Reasons for mis-expression - (Aug/12/2011 )

Hi,

I am writing my bachelor thesis and I need some suggestions and support.

The important context: I did experiments where I synthesized cDNA out of Arabidopsis mRNA. Then I cloned it into Entry Clones to insert the sequence via LR-Reaction (Gateway Cloning) into a destination vector directly behind a fluorophor. So the expressed protein would have a fluorophor at its C-terminus. I did this with 10 cDNA sequences, each coding for a different protein. Each coding sequence was inserted into 3 different destination vectors with different fluorophors. Then I transformed them into bacteria and induced the gene expression in Tobacco plants. 9 proteins with 3 different fluorophors (=27) worked well. 1 Protein didn't work with any of the 3 different fluorophors (no fluorescence was detectable. What could be the reason?

My suggestions would be

1) Frameshift after the LR-Reaction in the recombination sites(unlikely that it happened for all 3 different destination vectors)

2) Mutation in the coding sequence (I sequenced the entry clones and there was no mutation)

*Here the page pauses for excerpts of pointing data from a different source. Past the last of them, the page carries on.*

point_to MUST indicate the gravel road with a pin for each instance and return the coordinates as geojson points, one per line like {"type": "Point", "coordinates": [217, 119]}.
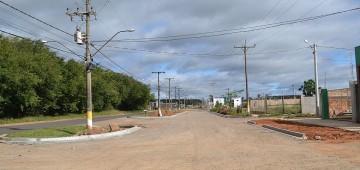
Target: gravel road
{"type": "Point", "coordinates": [194, 140]}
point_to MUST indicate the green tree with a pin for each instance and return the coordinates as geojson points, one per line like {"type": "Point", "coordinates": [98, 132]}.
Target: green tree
{"type": "Point", "coordinates": [308, 88]}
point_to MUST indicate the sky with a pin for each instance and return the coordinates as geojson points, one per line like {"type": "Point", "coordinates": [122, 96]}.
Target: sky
{"type": "Point", "coordinates": [193, 41]}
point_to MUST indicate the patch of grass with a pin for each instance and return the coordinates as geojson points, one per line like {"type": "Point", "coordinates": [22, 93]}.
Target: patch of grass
{"type": "Point", "coordinates": [64, 131]}
{"type": "Point", "coordinates": [239, 112]}
{"type": "Point", "coordinates": [271, 115]}
{"type": "Point", "coordinates": [301, 115]}
{"type": "Point", "coordinates": [286, 115]}
{"type": "Point", "coordinates": [288, 109]}
{"type": "Point", "coordinates": [67, 116]}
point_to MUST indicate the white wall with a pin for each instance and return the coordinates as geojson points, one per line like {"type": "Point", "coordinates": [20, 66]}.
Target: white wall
{"type": "Point", "coordinates": [237, 102]}
{"type": "Point", "coordinates": [220, 100]}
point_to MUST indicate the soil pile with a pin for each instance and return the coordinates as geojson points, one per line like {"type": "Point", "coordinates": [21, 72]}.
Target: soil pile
{"type": "Point", "coordinates": [312, 132]}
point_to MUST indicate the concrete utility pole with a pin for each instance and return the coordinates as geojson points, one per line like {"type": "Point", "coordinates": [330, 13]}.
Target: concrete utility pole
{"type": "Point", "coordinates": [245, 49]}
{"type": "Point", "coordinates": [179, 96]}
{"type": "Point", "coordinates": [212, 85]}
{"type": "Point", "coordinates": [88, 60]}
{"type": "Point", "coordinates": [317, 97]}
{"type": "Point", "coordinates": [228, 89]}
{"type": "Point", "coordinates": [169, 91]}
{"type": "Point", "coordinates": [294, 90]}
{"type": "Point", "coordinates": [159, 106]}
{"type": "Point", "coordinates": [175, 96]}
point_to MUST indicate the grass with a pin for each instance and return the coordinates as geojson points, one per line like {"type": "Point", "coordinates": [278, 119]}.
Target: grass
{"type": "Point", "coordinates": [65, 131]}
{"type": "Point", "coordinates": [67, 116]}
{"type": "Point", "coordinates": [287, 115]}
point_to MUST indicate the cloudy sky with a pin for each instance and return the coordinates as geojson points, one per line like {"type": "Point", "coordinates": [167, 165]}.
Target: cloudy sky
{"type": "Point", "coordinates": [193, 40]}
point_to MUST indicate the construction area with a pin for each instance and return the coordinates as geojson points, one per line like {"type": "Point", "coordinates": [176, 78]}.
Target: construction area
{"type": "Point", "coordinates": [192, 140]}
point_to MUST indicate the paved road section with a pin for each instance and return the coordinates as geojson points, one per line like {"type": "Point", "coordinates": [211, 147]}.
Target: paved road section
{"type": "Point", "coordinates": [30, 126]}
{"type": "Point", "coordinates": [194, 140]}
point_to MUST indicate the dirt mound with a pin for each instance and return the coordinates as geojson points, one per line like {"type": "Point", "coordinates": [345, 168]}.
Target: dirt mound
{"type": "Point", "coordinates": [164, 113]}
{"type": "Point", "coordinates": [313, 132]}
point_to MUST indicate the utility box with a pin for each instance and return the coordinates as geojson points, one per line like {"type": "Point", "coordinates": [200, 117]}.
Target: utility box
{"type": "Point", "coordinates": [357, 59]}
{"type": "Point", "coordinates": [355, 106]}
{"type": "Point", "coordinates": [324, 104]}
{"type": "Point", "coordinates": [356, 88]}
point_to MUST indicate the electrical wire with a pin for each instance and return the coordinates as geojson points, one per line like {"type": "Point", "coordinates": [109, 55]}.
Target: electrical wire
{"type": "Point", "coordinates": [200, 54]}
{"type": "Point", "coordinates": [36, 18]}
{"type": "Point", "coordinates": [230, 31]}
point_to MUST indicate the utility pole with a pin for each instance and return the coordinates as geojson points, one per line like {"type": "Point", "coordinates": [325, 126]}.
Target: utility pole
{"type": "Point", "coordinates": [293, 90]}
{"type": "Point", "coordinates": [169, 91]}
{"type": "Point", "coordinates": [159, 106]}
{"type": "Point", "coordinates": [317, 97]}
{"type": "Point", "coordinates": [175, 97]}
{"type": "Point", "coordinates": [245, 49]}
{"type": "Point", "coordinates": [212, 85]}
{"type": "Point", "coordinates": [282, 101]}
{"type": "Point", "coordinates": [228, 89]}
{"type": "Point", "coordinates": [179, 96]}
{"type": "Point", "coordinates": [88, 60]}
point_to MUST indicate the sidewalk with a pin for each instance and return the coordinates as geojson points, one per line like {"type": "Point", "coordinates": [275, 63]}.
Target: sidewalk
{"type": "Point", "coordinates": [331, 123]}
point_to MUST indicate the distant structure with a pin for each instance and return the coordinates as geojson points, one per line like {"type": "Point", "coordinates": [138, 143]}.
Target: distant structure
{"type": "Point", "coordinates": [218, 100]}
{"type": "Point", "coordinates": [236, 102]}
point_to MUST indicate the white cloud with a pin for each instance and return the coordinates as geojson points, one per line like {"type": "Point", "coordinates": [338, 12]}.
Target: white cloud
{"type": "Point", "coordinates": [195, 73]}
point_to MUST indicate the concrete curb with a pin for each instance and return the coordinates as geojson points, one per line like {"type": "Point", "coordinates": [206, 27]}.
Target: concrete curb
{"type": "Point", "coordinates": [284, 131]}
{"type": "Point", "coordinates": [288, 132]}
{"type": "Point", "coordinates": [226, 116]}
{"type": "Point", "coordinates": [71, 139]}
{"type": "Point", "coordinates": [163, 117]}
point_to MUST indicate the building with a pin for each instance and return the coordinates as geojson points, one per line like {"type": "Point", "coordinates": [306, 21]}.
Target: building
{"type": "Point", "coordinates": [218, 100]}
{"type": "Point", "coordinates": [236, 102]}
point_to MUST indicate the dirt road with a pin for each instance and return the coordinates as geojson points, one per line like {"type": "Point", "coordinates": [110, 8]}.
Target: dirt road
{"type": "Point", "coordinates": [194, 140]}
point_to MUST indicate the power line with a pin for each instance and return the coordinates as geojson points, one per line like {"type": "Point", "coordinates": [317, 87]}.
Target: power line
{"type": "Point", "coordinates": [339, 48]}
{"type": "Point", "coordinates": [230, 31]}
{"type": "Point", "coordinates": [36, 18]}
{"type": "Point", "coordinates": [116, 63]}
{"type": "Point", "coordinates": [200, 54]}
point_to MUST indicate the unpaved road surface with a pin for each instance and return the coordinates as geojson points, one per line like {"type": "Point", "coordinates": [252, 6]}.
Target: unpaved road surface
{"type": "Point", "coordinates": [194, 140]}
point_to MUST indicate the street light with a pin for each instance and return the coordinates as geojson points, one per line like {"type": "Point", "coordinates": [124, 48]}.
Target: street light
{"type": "Point", "coordinates": [130, 30]}
{"type": "Point", "coordinates": [44, 41]}
{"type": "Point", "coordinates": [313, 47]}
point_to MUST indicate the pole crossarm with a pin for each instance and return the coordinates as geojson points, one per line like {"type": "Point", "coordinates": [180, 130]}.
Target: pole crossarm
{"type": "Point", "coordinates": [158, 73]}
{"type": "Point", "coordinates": [87, 14]}
{"type": "Point", "coordinates": [169, 90]}
{"type": "Point", "coordinates": [317, 96]}
{"type": "Point", "coordinates": [245, 49]}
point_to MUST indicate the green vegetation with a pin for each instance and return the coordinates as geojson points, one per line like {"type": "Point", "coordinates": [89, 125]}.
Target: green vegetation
{"type": "Point", "coordinates": [288, 109]}
{"type": "Point", "coordinates": [65, 116]}
{"type": "Point", "coordinates": [217, 107]}
{"type": "Point", "coordinates": [65, 131]}
{"type": "Point", "coordinates": [308, 89]}
{"type": "Point", "coordinates": [36, 82]}
{"type": "Point", "coordinates": [287, 115]}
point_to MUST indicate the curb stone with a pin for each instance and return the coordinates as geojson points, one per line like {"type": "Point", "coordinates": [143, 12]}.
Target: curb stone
{"type": "Point", "coordinates": [288, 132]}
{"type": "Point", "coordinates": [163, 117]}
{"type": "Point", "coordinates": [226, 116]}
{"type": "Point", "coordinates": [284, 131]}
{"type": "Point", "coordinates": [71, 139]}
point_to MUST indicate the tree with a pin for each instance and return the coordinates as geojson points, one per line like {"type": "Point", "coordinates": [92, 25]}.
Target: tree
{"type": "Point", "coordinates": [35, 81]}
{"type": "Point", "coordinates": [308, 88]}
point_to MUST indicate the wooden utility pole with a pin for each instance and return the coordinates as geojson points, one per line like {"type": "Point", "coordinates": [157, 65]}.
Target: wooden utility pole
{"type": "Point", "coordinates": [245, 49]}
{"type": "Point", "coordinates": [169, 92]}
{"type": "Point", "coordinates": [88, 59]}
{"type": "Point", "coordinates": [159, 106]}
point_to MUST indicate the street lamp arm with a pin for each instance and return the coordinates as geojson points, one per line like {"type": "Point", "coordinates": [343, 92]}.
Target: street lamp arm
{"type": "Point", "coordinates": [130, 30]}
{"type": "Point", "coordinates": [44, 41]}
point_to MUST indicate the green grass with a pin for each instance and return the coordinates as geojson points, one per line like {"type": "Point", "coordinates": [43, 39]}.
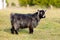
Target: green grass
{"type": "Point", "coordinates": [48, 28]}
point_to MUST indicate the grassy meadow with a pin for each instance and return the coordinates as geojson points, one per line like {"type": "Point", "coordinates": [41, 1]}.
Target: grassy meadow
{"type": "Point", "coordinates": [48, 28]}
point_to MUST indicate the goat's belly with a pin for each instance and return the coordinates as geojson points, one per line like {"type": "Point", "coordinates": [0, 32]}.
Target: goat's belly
{"type": "Point", "coordinates": [23, 26]}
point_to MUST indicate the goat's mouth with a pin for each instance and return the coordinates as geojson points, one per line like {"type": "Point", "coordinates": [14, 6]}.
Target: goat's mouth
{"type": "Point", "coordinates": [43, 16]}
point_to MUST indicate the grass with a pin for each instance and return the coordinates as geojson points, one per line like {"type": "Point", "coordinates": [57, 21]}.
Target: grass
{"type": "Point", "coordinates": [48, 28]}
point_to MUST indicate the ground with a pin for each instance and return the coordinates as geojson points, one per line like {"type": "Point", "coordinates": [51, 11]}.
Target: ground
{"type": "Point", "coordinates": [48, 28]}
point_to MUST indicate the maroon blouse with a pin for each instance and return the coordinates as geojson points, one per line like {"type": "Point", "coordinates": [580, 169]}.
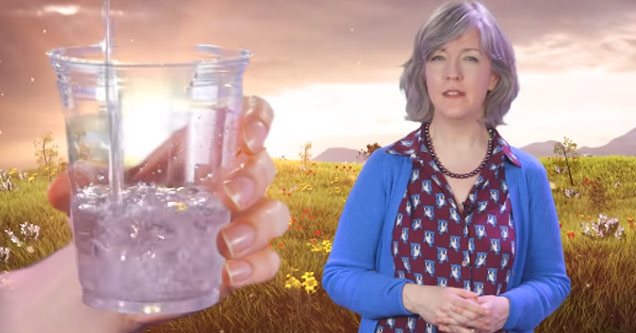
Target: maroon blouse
{"type": "Point", "coordinates": [434, 243]}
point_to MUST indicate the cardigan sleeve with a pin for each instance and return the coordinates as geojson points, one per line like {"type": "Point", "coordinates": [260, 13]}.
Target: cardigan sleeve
{"type": "Point", "coordinates": [350, 275]}
{"type": "Point", "coordinates": [544, 283]}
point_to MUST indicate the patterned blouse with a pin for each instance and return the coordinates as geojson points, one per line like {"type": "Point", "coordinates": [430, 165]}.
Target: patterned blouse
{"type": "Point", "coordinates": [434, 243]}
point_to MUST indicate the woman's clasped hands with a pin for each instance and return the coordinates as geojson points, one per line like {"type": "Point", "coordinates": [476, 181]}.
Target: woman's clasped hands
{"type": "Point", "coordinates": [455, 309]}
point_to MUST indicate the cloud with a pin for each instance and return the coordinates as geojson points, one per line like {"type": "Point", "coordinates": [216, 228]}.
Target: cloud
{"type": "Point", "coordinates": [566, 51]}
{"type": "Point", "coordinates": [66, 10]}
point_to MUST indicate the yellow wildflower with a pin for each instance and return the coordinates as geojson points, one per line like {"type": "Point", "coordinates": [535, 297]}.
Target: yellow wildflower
{"type": "Point", "coordinates": [309, 282]}
{"type": "Point", "coordinates": [292, 282]}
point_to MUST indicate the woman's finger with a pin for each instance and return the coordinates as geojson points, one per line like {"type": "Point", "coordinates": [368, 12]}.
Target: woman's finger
{"type": "Point", "coordinates": [255, 123]}
{"type": "Point", "coordinates": [468, 305]}
{"type": "Point", "coordinates": [255, 268]}
{"type": "Point", "coordinates": [248, 184]}
{"type": "Point", "coordinates": [251, 231]}
{"type": "Point", "coordinates": [455, 329]}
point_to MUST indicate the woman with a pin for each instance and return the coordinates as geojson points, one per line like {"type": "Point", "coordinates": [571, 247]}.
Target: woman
{"type": "Point", "coordinates": [46, 297]}
{"type": "Point", "coordinates": [450, 228]}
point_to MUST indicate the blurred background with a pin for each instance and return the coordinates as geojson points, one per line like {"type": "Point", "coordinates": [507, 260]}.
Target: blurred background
{"type": "Point", "coordinates": [330, 68]}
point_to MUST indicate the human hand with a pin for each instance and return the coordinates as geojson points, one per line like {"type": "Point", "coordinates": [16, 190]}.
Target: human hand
{"type": "Point", "coordinates": [442, 305]}
{"type": "Point", "coordinates": [243, 242]}
{"type": "Point", "coordinates": [497, 311]}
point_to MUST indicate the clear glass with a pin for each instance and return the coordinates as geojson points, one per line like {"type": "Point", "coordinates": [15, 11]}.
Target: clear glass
{"type": "Point", "coordinates": [148, 146]}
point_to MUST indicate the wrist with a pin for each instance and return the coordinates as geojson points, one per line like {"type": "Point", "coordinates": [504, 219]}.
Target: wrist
{"type": "Point", "coordinates": [408, 296]}
{"type": "Point", "coordinates": [406, 301]}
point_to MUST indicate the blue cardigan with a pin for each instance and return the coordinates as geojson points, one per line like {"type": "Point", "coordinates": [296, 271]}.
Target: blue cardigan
{"type": "Point", "coordinates": [359, 273]}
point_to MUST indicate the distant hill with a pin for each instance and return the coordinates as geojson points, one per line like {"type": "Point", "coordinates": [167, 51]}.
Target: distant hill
{"type": "Point", "coordinates": [622, 145]}
{"type": "Point", "coordinates": [339, 155]}
{"type": "Point", "coordinates": [539, 149]}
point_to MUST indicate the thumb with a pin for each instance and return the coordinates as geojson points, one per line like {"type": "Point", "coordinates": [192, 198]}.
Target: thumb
{"type": "Point", "coordinates": [465, 293]}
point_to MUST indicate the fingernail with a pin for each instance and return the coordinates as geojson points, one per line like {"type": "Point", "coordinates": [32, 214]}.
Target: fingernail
{"type": "Point", "coordinates": [238, 238]}
{"type": "Point", "coordinates": [238, 271]}
{"type": "Point", "coordinates": [254, 134]}
{"type": "Point", "coordinates": [240, 190]}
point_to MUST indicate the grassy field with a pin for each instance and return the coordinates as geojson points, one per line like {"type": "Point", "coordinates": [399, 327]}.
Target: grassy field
{"type": "Point", "coordinates": [603, 271]}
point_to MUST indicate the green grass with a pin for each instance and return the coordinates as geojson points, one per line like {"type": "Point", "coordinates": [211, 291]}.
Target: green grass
{"type": "Point", "coordinates": [603, 272]}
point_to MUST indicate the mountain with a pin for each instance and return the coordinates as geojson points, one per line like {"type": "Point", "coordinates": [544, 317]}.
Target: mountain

3) Experimental error (I co-expressed one of the other fluorescence-tagged proteins and it worked)

4) Heterologous tobacco plant was not able to fold the protein correctly




Do my suggestions make sense?

I hope you can provide me with some ideas!

Best regards,

Ikar

Idea #5:

Is it possible that some regulatory sequences are missing because I used the cDNA instead of genomic DNA?




I forgot to mention that the genes were expressed under a inducible non-endogenous promotor.